Outsourcing is a favourite idea of those who 'know best', they think it saves money. And the various companies bleating about wafer thin profit margins are being economical with the truth; I know that because I have worked on similar PFI style contracts in the past.

So the politicians and civil servants 'negotiate' these contracts, ignorant of the commercial realities of the world of business. The same people have recently been negotiating a 'good deal' on Brexit. That has been well received, hasn't it! Clueless; no other word for them.

A K Haart said...

It is tempting to expect more to be made of this idea because we see its effects everywhere, but maybe that is the answer.

"The one great principle of the English law is, to make business for itself. There is no other principle distinctly, certainly, and consistently maintained through all its narrow turnings. Viewed by this light it becomes a coherent scheme, and not the monstrous maze the laity are apt to think it. Let them but once clearly perceive that its grand principle is to make business for itself at their expense, and surely they will cease to grumble."

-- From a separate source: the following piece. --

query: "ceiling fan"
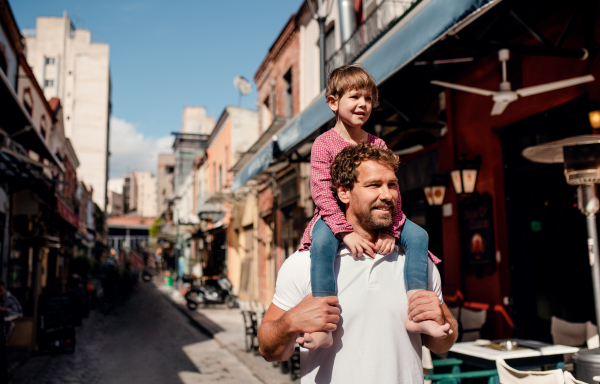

Charles Dickens - Bleak House

Dan said...

And once again we see people succumbing to a known logical fallacy; if money isn't spent on tidying up after crime then it will be spent elsewhere; money in a modern economy does not vanish if unspent.

Similarly permitting criminals to carry on wasting other peoples' money is again a huge waste; far better to give them therapy to teach them better (the fact that this initially would be a caning for low level offences is by the by), and to imprison recidivists for long periods simply to give the rest of society a holiday from their activities.

Sackerson said...

@Dan: "if money isn't spent on tidying up after crime then it will be spent elsewhere." But some spending increases productivity.

And some spending could reduce waste, as your second paragraph indicates. With luck, your suggestions would end up in less expenditure overall, and hope for many poor lives.

I'm not coming at this from an unthinking right-wing starve-the-government angle. Cat-and-mouse tax games and the poker-group investment market don't generally involve criminal law.

Paddington said...

In the US, as they cracked down (pun intended) ever harder on the drug users (mostly African-American) and sent them to prison, sometimes for life, the system did less and less to prosecute white collar crime at high levels.

That is one reason why the bankers who almost collapsed the economy in 2007 did not go to prison, and made fortunes from their crimes. It is also why we have Donald Trump for President, after his decades of open fraud and tax evasion.